We live in a digital age. If you haven’t heard this phrase before, you must be one of those clinging on to “good ol’ newspapers”.
In the heydays of the printing press, we consumed information mainly through tangible, real papers. You know, the kind that leaves a black carbon stain on your fingers. And that’s likely the only stain you’re going to get from the paper. Conversely, you probably scribbled on some pages, highlighted key phrases, or even tore sections out as “newspaper cutting” (as we call it in Singapore) to keep in a file tucked away on some bookshelf for later viewing.
But that file, along with the stains on your fingers, remain in one place. At home.
In this so-called digital age, where worldwide internet penetration is increasing quickly along with connection reliability and speed boosts, information is abundant. Disputes over facts no longer last an hour – Google takes all the fun (and credit) away.
Now, what really concerns me is this: nothing stays at home anymore.
In the past—by that I mean roughly 15 years ago—we consumed at our own pace and thereafter, put the papers down and carry on with life. We may, if the stories are interesting, talk to a couple of people about some articles. We expressed our sentiments and opinions to a select few.
Fast forward and we have become broadcasters in our own rights. Tools aplenty, we blast our thoughts, opinions, ideas, recommendations, and grievances to tens of thousands (if you’re really popular) to your “followers” on Twitter, Facebook, and Google+.
But it doesn’t stop there. Oh, no it doesn’t.
Anton Casey, a former expat in Singapore, had a scandal that unfolded on Facebook in January 2014
You see, these things are in the realm of the internet. And it is one of the most unforgiving creatures that existed. If you ‘tweeted’ like a bird on the internet, your songs shall be audible to anyone with access to the World Wide Web. Most things go unnoticed but some things are just too jarring to slide under the radar.
But these aren’t exactly news to you, are they?
My real concern lies in the little, seemingly unnoticed expressions that we willingly put on our Twitter profiles and Facebook walls, or even on our personal blogs. It’s perhaps not the bizarre that hurts us most, but rather the little broadcasts of what we think and how we feel that turn out to be dangerous. Here’s why I think that:
“The pen is mightier than the sword”
1. Your words can be turned against you
This is probably the biggest issue on the list. Every comment we leave on the internet will remain there until we take them down. If you strongly opined on a piece about politics, positioning yourself as leftist, it could be appropriated against you in the future in different circumstances, for example, at a job interview in a government agency.
2. You’re an open book
And not just to your followers, but to the world. That is unless you portray an entirely different persona online, of course, which is perfectly possible.
3. You may be taken too seriously
Sarcasm doesn’t translate well in words. What you meant thus may not be what is understood from what you wrote.
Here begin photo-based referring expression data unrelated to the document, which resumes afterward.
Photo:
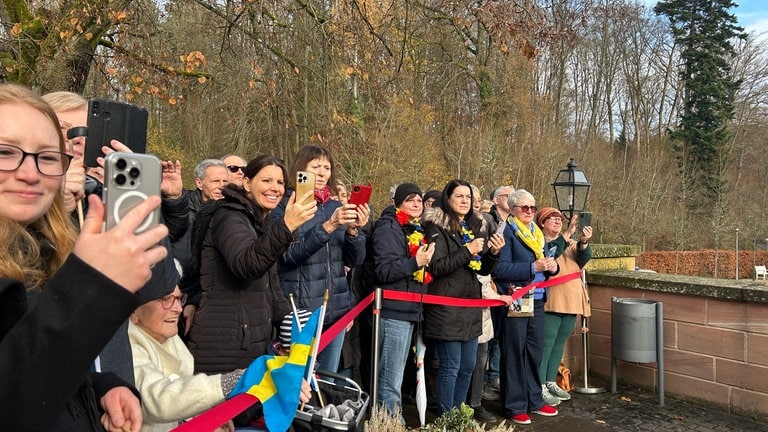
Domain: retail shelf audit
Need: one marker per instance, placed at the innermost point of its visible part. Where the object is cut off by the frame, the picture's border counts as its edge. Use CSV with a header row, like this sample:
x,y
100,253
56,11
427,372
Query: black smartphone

Jennifer Lawrence laughing it off after her fall at the Oscars
4. You may grow to take yourself too seriously
Compared to two decades ago, we may be beginning to expect to heard. Individualism is in full swing. With this growing anticipation of a ‘retweet’, ‘like’, or ‘+1’, we run the risk of thinking too highly of ourselves. After all, how many people in this world are really on the edge of their seats, eager to hear your comments? Unless you are Justin Bieber, I wouldn’t bet on it. Even so, it’s probably for the wrong reasons.
As people living in this very different internet world, we ought to realise that there are potential pitfalls, before we fall into one. Be mindful of what you leave behind.